Beliefs that fit their identity, existing beliefs, or provide comfort
- It seems like many AI persuasion attempts do not need to threaten the identity of the individuals or their existing beliefs by too much - the framing is flexible, and people can often comfortably fit new arguments into their existing beliefs.
- The AIs will know a lot about you and will be able to frame things in ways specifically designed for you.
Evidence
- AIs can selectively present supporting evidence while ignoring contrary evidence. If they wish to, they can also fake evidence convincingly, which is easier as humans verify less and less AI work.
- The AI will know what sorts of evidence are most compelling to you in the past.
General truth-seeking abilities
- This is the hardest to exploit. Active suspicion and effort to verify claims the AI makes can limit AI manipulation, but most government officials won’t do this. Civilians might, which could matter.

I think the politicians will be engaging quite frequently, directly or indirectly, with the AIs. Many of the above incentives will encourage them to trust what the AI says. And I think it's worth not underestimating these incentives - it is because the AI is so powerful that these incentives will be so strong.

As such, politicians will have enormous incentives to believe the AIs, who will be their most loyal and competent advisors^[2]. So will their human staff. I think politicians may find themselves in a similar situation to the vignette that I laid out in the introduction. I find it hard to imagine that I would be any different if I was in that situation: I was so successful believing the AI in the past, and I would be incentivized to keep believing it now.

Will you hear the truth?

Say the AI is lying to many people across the government, and you have begun to believe it. Others harmed by the lie might recognize it and try to correct you. They might gesture towards the truth, which they hope can cut your illusion fully, because your beliefs are false and theirs are true.

While it's correct that true things have the property of being true and false things have the property of being not true, I'm not sure this is as useful as people imagine it is.

History offers a useful analogy: people routinely maintain false beliefs despite others actively trying to correct them. Consider how long tobacco executives maintained that smoking was safe.
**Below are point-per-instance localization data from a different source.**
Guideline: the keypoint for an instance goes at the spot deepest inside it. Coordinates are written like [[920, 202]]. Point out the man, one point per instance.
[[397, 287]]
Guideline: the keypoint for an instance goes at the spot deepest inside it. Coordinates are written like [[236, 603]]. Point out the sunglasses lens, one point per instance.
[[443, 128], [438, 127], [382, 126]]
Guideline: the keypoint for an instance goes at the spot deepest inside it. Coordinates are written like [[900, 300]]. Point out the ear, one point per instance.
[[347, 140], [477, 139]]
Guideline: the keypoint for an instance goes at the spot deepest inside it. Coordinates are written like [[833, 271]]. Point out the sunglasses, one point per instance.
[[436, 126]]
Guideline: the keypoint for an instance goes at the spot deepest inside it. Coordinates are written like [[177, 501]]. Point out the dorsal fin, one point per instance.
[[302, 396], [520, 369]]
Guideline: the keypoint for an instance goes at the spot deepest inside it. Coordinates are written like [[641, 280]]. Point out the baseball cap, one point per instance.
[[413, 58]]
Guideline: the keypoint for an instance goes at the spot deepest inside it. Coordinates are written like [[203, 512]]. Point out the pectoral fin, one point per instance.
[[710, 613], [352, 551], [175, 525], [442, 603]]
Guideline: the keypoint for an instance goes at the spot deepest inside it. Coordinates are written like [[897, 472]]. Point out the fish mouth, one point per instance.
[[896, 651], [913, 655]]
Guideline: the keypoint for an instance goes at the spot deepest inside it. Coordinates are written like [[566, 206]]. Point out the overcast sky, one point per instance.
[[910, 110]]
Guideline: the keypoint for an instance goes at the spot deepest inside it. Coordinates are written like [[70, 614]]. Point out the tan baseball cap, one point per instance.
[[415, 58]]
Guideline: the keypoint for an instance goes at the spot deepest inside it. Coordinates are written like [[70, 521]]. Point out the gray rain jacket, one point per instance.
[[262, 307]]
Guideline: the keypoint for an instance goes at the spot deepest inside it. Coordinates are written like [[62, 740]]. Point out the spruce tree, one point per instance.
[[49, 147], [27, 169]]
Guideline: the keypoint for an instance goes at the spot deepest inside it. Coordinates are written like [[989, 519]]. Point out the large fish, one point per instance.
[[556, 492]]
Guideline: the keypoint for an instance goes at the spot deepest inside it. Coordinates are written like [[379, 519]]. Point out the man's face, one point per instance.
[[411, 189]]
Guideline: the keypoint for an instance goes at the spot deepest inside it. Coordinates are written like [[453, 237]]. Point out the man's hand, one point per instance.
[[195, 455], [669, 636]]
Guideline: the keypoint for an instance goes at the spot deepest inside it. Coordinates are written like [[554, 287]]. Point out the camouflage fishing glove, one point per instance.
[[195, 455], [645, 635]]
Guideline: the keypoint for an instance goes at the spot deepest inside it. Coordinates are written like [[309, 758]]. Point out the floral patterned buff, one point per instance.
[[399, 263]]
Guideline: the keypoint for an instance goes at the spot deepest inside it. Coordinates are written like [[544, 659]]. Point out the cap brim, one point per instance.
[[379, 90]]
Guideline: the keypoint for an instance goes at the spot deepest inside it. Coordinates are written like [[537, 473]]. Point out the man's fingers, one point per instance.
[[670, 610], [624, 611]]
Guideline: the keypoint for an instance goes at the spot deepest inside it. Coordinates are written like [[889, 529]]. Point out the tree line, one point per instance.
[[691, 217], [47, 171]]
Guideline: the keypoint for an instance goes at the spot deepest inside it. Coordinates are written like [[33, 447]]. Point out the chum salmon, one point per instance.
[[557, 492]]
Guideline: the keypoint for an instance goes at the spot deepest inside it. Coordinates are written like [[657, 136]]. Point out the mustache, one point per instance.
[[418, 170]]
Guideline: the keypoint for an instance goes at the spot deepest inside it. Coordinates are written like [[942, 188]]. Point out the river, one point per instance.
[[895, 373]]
Often, either important pieces of corrective evidence don’t hit the audience they need to, or it reaches them but fails to update their beliefs.

The AI controls what you see: I think a pretty important function that the AI will serve is in deciding what sorts of things to prioritize for you, including filtering out the large swaths of information that you could see. In this sense, even though there may be people who create content that tries to persuade you otherwise, the AI might simply not show you such content. Perhaps the AI edits or “summarizes” the information for you in uncharitable ways.

But maybe you do see a counter-argument; For instance, maybe a human who is getting laid off (because you got persuaded of a lie) decides to walk to your office and demand that you speak with them. How much will you be convinced? I agree a lot of it comes down to the specifics, and I do think there are some instances where you might change your mind. But I think for the most part, you may just recognize it as just one argument against the many arguments for your belief, and then go about your day, continuing to believe what you had the incentives to^[3].

The historical track record predicts whether people can recognize false beliefs from a trusted AI. I think the track record is fairly dismal.

There's potentially one reason for hope: What if multiple competing AIs exist, and one equally persuasive AI wants to expose another AI's lies? This could help. Multiple AIs you trust equally (and have equal incentive to believe) might call out each other's persuasion attempts. I think whether or not this happens is a tricky question; it's not clear whether or not the AIs will want to expose each other or be positioned to do so.

A lot of difficulty around understanding whether or not the AIs will want to expose each other will depend on the dynamics of what the AIs' motivations are and whether or not they would wish to collude to achieve similar goals. In this case, if the AIs are colluding, then they may work together to convince you of a falsehood. The question of whether or not future AIs will collude is very complex, and I won’t get into it now. But I think it's an active possibility that AIs with different goals will still collude on this front.

Furthermore, it's not clear that the AIs will even be in a position to expose each other's lies. It might require an unreasonable amount of luck and infrastructure to have a system that allows an AI to "call out" another AI's work.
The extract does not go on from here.